Paper ID:1866
Title: Deep Networks with Internal Selective Attention through Feedback Connections
Current Reviews

Submitted by Assigned_Reviewer_24

Q1: Comments to author(s). First provide a summary of the paper, and then address the following criteria: Quality, clarity, originality and significance. (For detailed reviewing guidelines, see http://nips.cc/PaperInformation/ReviewerInstructions)
A convnet with feedback connections to learn visual attention. The feedback is done by gating activation of some filters. The model is learned with reinforcement learning on top of a convnet. No part is particularly novel but the approach taken is a really good one in my opinion and the right way to go. And as expected they prove it with state of the art results on CIFAR. This is significant in confirming feedback/attention is the right way to go next. Quality and clarity is good.
Q2: Please summarize your review in 1-2 sentences
A very good approach to vision with good results: convnets with RL-driven feedback attention. If possible, authors should go deeper on bigger problems like imagenet if they aren't already.

Submitted by Assigned_Reviewer_38

Q1: Comments to author(s).
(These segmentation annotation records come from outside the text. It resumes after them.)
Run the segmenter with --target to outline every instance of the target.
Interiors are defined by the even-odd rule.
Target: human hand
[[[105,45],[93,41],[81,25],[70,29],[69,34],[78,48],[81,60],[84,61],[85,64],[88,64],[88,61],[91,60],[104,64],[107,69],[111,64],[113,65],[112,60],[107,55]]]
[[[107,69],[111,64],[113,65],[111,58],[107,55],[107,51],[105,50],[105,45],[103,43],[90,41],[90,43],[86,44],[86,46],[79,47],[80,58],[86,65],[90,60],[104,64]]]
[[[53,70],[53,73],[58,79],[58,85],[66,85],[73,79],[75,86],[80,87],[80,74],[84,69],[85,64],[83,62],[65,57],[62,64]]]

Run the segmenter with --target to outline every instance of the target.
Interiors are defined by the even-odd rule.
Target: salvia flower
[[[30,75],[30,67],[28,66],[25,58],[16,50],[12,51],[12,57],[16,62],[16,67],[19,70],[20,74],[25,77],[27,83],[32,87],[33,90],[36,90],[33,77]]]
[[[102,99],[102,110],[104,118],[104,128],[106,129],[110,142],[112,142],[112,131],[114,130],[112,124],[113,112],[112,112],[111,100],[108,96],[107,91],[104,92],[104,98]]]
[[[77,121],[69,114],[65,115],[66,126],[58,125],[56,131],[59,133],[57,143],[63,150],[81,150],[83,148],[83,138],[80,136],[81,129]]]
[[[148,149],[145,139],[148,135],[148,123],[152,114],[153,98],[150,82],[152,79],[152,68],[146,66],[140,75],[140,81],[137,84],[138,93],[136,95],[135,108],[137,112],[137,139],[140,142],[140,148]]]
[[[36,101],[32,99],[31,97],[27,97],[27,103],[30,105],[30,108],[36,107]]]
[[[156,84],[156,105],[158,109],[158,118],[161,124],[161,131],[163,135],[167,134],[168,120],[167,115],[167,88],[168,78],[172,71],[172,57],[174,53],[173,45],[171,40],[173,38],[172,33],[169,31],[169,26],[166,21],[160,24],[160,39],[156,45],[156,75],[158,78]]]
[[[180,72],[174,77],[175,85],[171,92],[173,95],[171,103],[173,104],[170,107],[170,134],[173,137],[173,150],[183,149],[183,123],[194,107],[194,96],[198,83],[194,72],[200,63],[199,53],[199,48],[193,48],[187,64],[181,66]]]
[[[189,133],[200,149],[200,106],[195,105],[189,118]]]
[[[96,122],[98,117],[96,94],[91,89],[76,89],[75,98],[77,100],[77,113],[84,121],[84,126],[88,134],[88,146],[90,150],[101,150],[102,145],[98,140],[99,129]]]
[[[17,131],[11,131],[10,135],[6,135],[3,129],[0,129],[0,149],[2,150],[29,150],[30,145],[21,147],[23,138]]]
First provide a summary of the paper, and then address the following criteria: Quality, clarity, originality and significance. (For detailed reviewing guidelines, see http://nips.cc/PaperInformation/ReviewerInstructions)
This paper adds selective attention to a convolutional neural network and develops a method for training gating parameters for attention in order to optimize the network's classification performance. It addresses an important set of problems in computer vision -- how to adaptively reconfigure complex, deep processing stages when resources are limited and different tasks need to be solved. The classification results are impressive, but the whole thing is very much a black box -- it suggests useful directions to pursue but does not reveal why the method works. The analysis of image representation is not very revealing, and there is no sense of what the learned parameters (mean and variance of the theta distribution) are doing. Nevertheless, the work is an important step beyond the current paradigm of large, feed-forward networks with parameters fixed after learning. The exposition is quite clear, though some of the equations have typos (or need to be explained better).

major comments:

I would like to see the authors seriously explore the connection to dynamical systems. The work seems closer to recurrent networks than to Reinforcement Learning. The reward is observed immediately and the policy is deterministic, so training involves a traversal through the space of recurrent "policy" parameters theta to maximize the observed objective function.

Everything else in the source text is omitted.